High-rate of drop off from initial sign ups despite the apps advantages.
Poor reviews across the iOS and Google Play store due to a often highlighted poor overall experience and a dated UI with poor use of space and lack of information density.
No bland personas here - focused on finding real people and every day people to share their needs, wants and what they’d expect to see. This is behaviour based UX, not characteristic based UX.
Completing the audit
I undertook a month’s long review of Herddle’s current design infrastructure from their Figma files, to their component management and underlying UI framework. This also included looking at the current user mapping and data collection around users progress through the platform. The data was found to be incomplete and largely useless.
Along with this I sat down with users representing each of the distinct user categories for interviews, feedback sessions and product walkthroughs.
Tools used: Miro, Notion and Figma
Interviews
Focused on extracting the core dislikes, feedback and frustrations of the products usability
Feedback sessions
A wider look both internally and externally on the issues covering both usability, the design process and development comms.
Walkthroughs
Guided walkthroughs of the product by each of the stakeholders to get into the nitty gritty detail of the issues
Completing the audit
The onboarding experience lacked clear calls to action.
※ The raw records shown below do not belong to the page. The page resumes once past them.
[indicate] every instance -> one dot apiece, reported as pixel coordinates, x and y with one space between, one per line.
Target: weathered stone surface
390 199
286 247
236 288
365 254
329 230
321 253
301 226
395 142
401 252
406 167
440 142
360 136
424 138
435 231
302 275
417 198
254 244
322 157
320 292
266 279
As well as a sense of a lack of progress due to it’s length (10+ steps) and missing step counter.
Poor data representation with incompatible graph layouts and wasted space when no data was present.
No clear calls to action for managing maintenance requests, with features hidden 2-3 levels deep in burger menus.
Poor internal messaging UI and lack of notifications between tenants and agents, leading to long lead times to find easy resolutions.
Inconsistent use of button styles, font sizes, iconography and viewport widths.
No in-app or app based notifications.
Lack of accessibility features and poor accessibility (e.g poor contrast, incomplete headers and no text to speech support).